I'm trying to write a yacc (menhir) grammar for parsing a very reduced subset of C++ (no templates, headers only with no function bodies allowed...) and am already running into ambiguities.
typedef int B;
class A {
A(); // (*)
B(c)(); // (**)
};
Case * is a constructor and case ** is a parenthesized declarator. How does the parser tell the difference? I can imagine some ways I could tell, but I want to know how a compliant c++ parser does it. I also understand that I likely won’t be able to parse even a practical subset of C++ with yacc, but I just want to understand a bit better what’s going on. In the end maybe I’ll switch to a parser combinator or something. Also, I should note that I have zero interest in linking against clang as I intend to add some custom syntax.

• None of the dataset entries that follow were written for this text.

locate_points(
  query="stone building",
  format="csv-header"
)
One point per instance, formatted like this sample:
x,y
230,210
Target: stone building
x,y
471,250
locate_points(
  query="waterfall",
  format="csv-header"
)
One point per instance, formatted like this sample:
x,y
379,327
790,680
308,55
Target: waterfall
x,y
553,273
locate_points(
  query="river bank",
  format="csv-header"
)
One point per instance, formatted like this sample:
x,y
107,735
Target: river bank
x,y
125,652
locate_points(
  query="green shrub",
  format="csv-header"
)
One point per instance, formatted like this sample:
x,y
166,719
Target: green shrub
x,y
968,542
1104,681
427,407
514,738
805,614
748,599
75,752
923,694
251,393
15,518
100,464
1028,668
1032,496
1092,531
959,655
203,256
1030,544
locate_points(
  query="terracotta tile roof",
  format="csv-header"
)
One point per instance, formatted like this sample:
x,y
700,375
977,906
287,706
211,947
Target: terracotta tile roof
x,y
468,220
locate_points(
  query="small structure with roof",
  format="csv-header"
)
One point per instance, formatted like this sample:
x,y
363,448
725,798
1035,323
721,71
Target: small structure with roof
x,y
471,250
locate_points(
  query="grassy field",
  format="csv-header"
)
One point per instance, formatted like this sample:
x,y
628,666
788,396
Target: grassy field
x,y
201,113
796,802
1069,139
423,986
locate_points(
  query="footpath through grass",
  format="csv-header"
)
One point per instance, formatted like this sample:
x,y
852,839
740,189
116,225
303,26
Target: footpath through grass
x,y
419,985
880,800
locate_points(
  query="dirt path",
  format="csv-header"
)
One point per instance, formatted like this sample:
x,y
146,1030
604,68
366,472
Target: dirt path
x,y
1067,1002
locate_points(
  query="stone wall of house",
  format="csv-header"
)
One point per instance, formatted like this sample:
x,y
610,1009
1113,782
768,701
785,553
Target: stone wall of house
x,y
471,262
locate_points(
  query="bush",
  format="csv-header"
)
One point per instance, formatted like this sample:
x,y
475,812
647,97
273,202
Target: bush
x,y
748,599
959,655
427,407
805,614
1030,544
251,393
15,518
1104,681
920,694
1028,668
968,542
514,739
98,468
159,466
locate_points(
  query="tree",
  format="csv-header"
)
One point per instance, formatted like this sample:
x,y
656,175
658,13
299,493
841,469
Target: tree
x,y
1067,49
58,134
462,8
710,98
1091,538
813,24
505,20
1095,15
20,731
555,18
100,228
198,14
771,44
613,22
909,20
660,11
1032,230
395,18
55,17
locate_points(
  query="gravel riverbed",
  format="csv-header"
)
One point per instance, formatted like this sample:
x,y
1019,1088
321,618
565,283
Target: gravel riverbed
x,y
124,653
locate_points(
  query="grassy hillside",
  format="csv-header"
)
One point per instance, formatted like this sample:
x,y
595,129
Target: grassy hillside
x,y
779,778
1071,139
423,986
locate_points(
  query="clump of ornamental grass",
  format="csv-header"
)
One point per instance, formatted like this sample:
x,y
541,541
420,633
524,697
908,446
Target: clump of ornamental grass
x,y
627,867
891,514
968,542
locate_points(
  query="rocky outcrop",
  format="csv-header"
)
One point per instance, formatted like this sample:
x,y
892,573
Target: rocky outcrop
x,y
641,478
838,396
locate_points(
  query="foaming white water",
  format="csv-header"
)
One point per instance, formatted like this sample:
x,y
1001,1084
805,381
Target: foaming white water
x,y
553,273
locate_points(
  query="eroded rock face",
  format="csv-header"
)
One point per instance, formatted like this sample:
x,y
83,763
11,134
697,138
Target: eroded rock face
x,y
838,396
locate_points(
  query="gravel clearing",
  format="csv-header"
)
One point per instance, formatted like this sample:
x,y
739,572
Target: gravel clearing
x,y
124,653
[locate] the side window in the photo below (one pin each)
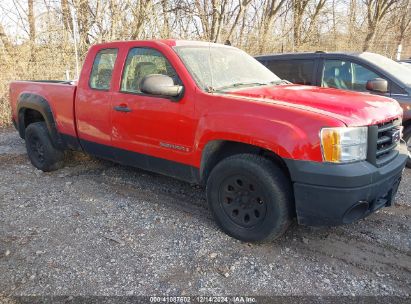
(297, 71)
(102, 70)
(142, 62)
(395, 89)
(346, 75)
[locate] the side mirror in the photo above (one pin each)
(157, 84)
(377, 85)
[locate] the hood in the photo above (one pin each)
(352, 108)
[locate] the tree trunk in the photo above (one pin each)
(31, 21)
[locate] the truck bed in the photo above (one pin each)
(55, 92)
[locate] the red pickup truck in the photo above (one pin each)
(266, 150)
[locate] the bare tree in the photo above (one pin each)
(300, 8)
(269, 13)
(5, 39)
(376, 11)
(31, 21)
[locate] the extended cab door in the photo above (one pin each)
(148, 130)
(92, 105)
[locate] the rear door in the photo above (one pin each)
(93, 109)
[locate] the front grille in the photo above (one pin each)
(382, 142)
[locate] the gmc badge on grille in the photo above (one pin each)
(396, 135)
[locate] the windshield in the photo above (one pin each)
(217, 68)
(394, 68)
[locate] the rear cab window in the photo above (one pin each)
(102, 70)
(141, 62)
(298, 71)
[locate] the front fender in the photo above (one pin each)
(282, 137)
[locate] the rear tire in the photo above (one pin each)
(407, 139)
(42, 154)
(250, 197)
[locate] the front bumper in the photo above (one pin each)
(335, 194)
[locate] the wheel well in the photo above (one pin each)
(216, 151)
(31, 116)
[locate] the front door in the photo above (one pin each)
(145, 128)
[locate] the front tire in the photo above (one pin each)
(250, 197)
(407, 139)
(40, 149)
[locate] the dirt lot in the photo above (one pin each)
(97, 228)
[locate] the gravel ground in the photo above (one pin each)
(97, 228)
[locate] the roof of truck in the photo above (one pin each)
(168, 42)
(308, 54)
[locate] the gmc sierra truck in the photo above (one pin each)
(266, 150)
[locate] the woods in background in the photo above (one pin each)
(38, 38)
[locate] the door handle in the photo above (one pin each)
(122, 108)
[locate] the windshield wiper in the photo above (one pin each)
(238, 84)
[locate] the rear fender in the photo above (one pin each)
(40, 104)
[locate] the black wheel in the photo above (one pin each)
(40, 150)
(250, 197)
(407, 139)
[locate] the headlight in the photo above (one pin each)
(344, 145)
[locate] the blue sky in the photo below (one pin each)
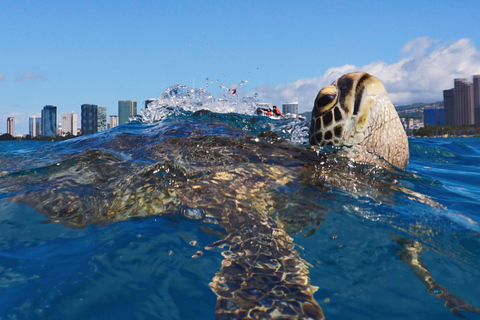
(67, 53)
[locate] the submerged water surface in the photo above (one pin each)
(145, 266)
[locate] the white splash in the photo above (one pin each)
(179, 99)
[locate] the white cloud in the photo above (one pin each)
(30, 76)
(425, 69)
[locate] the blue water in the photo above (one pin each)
(142, 267)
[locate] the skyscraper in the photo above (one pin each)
(126, 109)
(113, 121)
(49, 121)
(476, 99)
(463, 102)
(11, 126)
(290, 109)
(434, 116)
(147, 102)
(34, 126)
(69, 123)
(89, 118)
(101, 119)
(449, 106)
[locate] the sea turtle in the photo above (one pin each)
(236, 181)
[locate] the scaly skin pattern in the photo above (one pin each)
(355, 110)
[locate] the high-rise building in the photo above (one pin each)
(69, 123)
(113, 122)
(34, 126)
(11, 126)
(126, 109)
(449, 106)
(290, 109)
(89, 119)
(101, 119)
(49, 121)
(476, 99)
(147, 102)
(463, 102)
(433, 116)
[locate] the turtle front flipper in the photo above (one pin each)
(262, 275)
(410, 255)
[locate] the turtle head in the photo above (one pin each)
(355, 110)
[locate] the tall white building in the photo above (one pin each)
(113, 122)
(69, 123)
(290, 109)
(11, 126)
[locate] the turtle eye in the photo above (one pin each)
(325, 100)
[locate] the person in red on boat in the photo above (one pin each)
(276, 112)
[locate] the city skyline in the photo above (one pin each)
(67, 54)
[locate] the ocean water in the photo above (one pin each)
(83, 234)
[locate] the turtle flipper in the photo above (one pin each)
(263, 276)
(410, 255)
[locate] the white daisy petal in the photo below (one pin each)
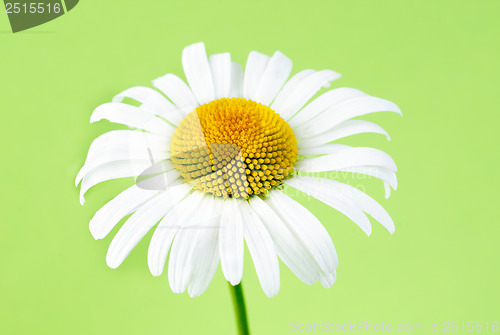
(333, 198)
(325, 189)
(236, 81)
(130, 116)
(325, 149)
(323, 102)
(117, 170)
(262, 250)
(231, 241)
(349, 109)
(144, 218)
(273, 78)
(220, 64)
(289, 246)
(347, 158)
(109, 171)
(152, 101)
(296, 93)
(255, 67)
(176, 90)
(180, 263)
(116, 152)
(386, 175)
(125, 203)
(123, 145)
(387, 189)
(344, 129)
(205, 258)
(166, 231)
(304, 224)
(198, 73)
(328, 279)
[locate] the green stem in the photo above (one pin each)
(239, 309)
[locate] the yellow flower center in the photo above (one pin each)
(234, 148)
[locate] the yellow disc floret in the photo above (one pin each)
(234, 148)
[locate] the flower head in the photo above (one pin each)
(212, 158)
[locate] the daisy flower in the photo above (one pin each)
(215, 159)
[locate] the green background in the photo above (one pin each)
(438, 60)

Parsing C++ is frustrating exercise, because C++ is essentially not context-free. You need to know whether an identifier refers to a template, a type, or something else, and name resolution in C++ is not a simple task either. You might, for example, have to instantiate a template in order to know whether a member of templated class is a variable or a typename. (Programs only have to use typename
for names in dependent types.)
So you certainly cannot expect to parse a translation unit without considering included header files. (Anyway, you couldn't do that because a header file could define a macro whose expansion changes the syntax in unexpected ways. So you need a preprocessor.)
When I wrote this answer, my eyes had skipped over the parentheses in which OP noted that by "yacc" they meant "menhir". Sorry. Unfortunately, menhir does not generate GLR parsers, as far as I know. But I think the approach is still valid, and useful enough that I'm leaving it in place. Perhaps there is an OCaml GLR (or GLL) parser generator, or perhaps C/C++ generated code is still of use.
Having said all that, all is not lost. You could use bison to generate a GLR parser, and then try to write custom disambiguation functions. If the disambiguation function needs to know whether a name is a typedef or not, it can try to look it up in the symbol table. Unlike the classic "lexer hack" approach, GLR disambiguation happens in the parser, so it doesn't require building unwieldy backchannels.
This can be an iterative process, because you don't need to figure out how to resolve ambiguities which are not present in the particular code you are trying to compile. Eventually, you'll probably want to handle all of them, but doing them as needed might prove to be a more fulfilling experience.